Dr. med. Maximilian Franz Facharzt für Frauenheilkunde und Geburtshilfe, München

Fast 100 Jahre sind seit dem ersten Konzept zur hormonellen Kontrazeption und 58 Jahre seit der Einführung der Antibabypille in Deutschland vergangen.

In den letzten Jahren kam es durch eine Untersuchung der Europäischen Arzneimittel-Agentur (EMA) zum Risiko verschiedener Gestagene, vor allem dem Thromboserisiko, zu einer sehr kritischen und teilweise auch falschen Berichterstattung in der Laienpresse. Infolgedessen ist die Pille, insbesondere Präparate mit antiandrogenem Zusatznutzen, teilweise zu Unrecht in Verruf geraten. Um eine weitere Verunsicherung zu vermeiden und die Risiken differenziert betrachten zu können, ist eine genaue Auseinandersetzung mit den Fakten und zugrundeliegenden Studien unumgänglich. Denn: Betrachtet man diese, scheinen die Diskussionen über die Sicherheit der Pille derzeit etwas überhitzt zu sein.
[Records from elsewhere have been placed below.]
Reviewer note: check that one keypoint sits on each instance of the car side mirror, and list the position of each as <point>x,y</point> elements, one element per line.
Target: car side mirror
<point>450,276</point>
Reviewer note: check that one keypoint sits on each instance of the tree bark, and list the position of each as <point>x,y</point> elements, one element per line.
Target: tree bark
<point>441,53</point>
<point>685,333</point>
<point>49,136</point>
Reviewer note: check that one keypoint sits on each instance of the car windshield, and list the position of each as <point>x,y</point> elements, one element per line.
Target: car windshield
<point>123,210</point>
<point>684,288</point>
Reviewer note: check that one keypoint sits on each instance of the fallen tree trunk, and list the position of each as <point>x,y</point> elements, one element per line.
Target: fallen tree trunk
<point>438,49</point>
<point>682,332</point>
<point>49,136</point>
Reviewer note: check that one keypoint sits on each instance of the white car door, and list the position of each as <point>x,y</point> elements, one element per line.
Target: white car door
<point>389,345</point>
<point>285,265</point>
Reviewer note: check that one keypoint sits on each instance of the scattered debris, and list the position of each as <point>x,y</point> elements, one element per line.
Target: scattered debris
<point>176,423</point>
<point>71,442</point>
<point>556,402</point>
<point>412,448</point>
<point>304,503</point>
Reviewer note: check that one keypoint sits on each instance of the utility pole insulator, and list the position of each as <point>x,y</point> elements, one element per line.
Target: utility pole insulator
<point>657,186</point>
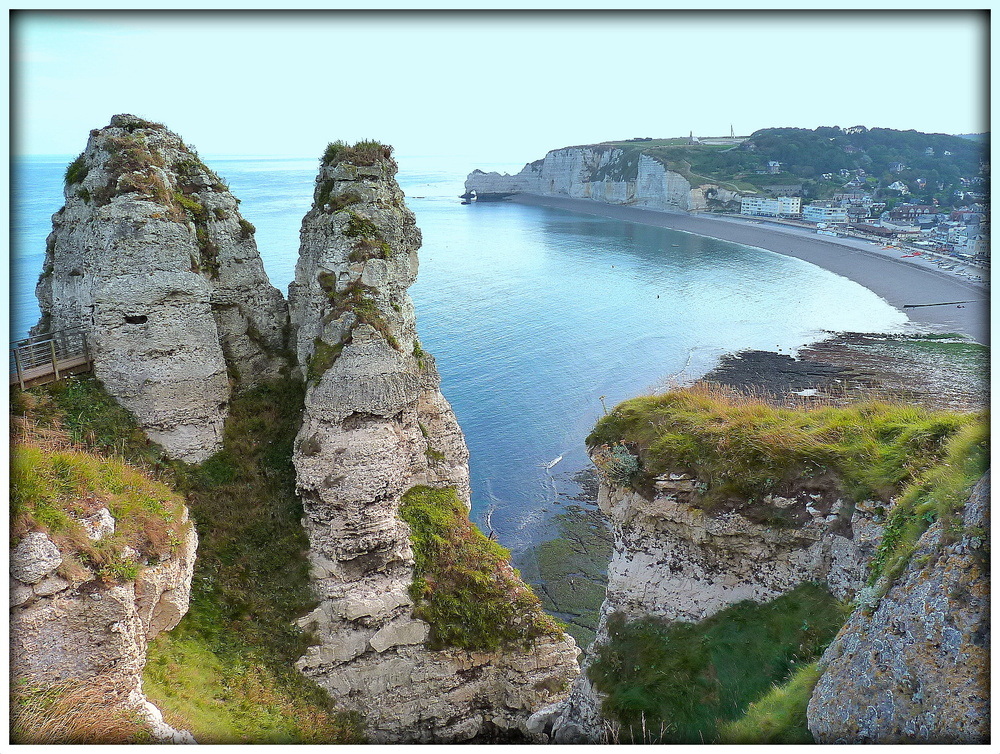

Aber nicht nur die Daten der EMA haben die Diskussion um die hormonelle Kontrazeption beeinflusst. In der letzten Dekade wurde in unzähligen Studien auch der Einfluss des weiblichen Zyklus auf die Partnerwahl sowie das Verhalten von Frau und Mann untersucht — und damit gleichzeitig die Wirkung der Pille darauf.

Die durch Hormone und Pheromone gesteuerte Wahrnehmung des anderen Geschlechts hat einen wesentlichen Einfluss auf die Wahl des Partners, bei der auch die Biologie eine Rolle spielt: Frauen suchen sich unbewusst den genetisch unterschiedlichsten Partner, mit dem sie die gesündesten Kinder bekommen können.

Außerdem verändert sich im Laufe des Zyklus unter anderem die Libido abhängig von den Hormonen: Ihr Maximum erreicht sie kurz vor dem Eisprung, wenn die Zeugungsfähigkeit am höchsten ist. Während der Lutealphase nimmt die Libido deutlich ab. Sogar das Bewegungsmuster und die Wahrnehmung durch den Partner werden von den hormonellen Veränderungen im natürlichen Zyklus beeinflusst. Damit nicht genug, unterliegen offenbar auch Emotionen wie Eifersucht zyklischen Schwankungen.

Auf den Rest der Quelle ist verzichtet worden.